Cardiac arrest secondary to traumatic injury has a high mortality and poor survival. However, burden from developing countries like Pakistan remains largely unexplored due to lack of organized pre-hospital systems. In order to estimate the burden of traumatic out of hospital cardiac arrest (OHCA) we used a two-sample capture-recapture method which has been used in several domains to estimate difficult to count populations.
To explore the burden of traumatic out-of-hospital cardiac arrest in Karachi, Pakistan using two sample capture-recapture method.
We obtained three-month data from two sources: Records of two major ambulance services and five major hospitals providing coverage to city’s population. All adult patients with traumatic out-of-hospital cardiac arrest were included. Information on variables such as name, age, gender, date and time of arrest, cause of arrest and destination hospital were obtained for these cases and data from the two sources were compared to obtain a matched sample. Utilizing an equation and different levels of restrictive criteria, estimates were obtained for burden.
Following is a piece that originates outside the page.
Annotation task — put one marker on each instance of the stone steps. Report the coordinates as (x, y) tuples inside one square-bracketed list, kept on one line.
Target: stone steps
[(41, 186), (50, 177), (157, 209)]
The EMS records reported 788 and hospital records reported 344 cases of traumatic OHCA. The capture-recapture analysis estimated the annual traumatic OHCA incidence as 114/100,000 population (95% CI: 106.8 to 121.1). Estimation of burden from individual hospital or EMS records underestimated the burden and calculated only 5.8% and 13.5% of the total burden respectively. Most of the traumatic arrest victims had gunshot wound (68.3%) followed by road traffic injuries (RTI) (24.2%).
The burden of traumatic OHCA in Pakistan is significantly larger than the burden reported by hospitals or ambulance services. Most of the cases occurred due to gunshot and RTI.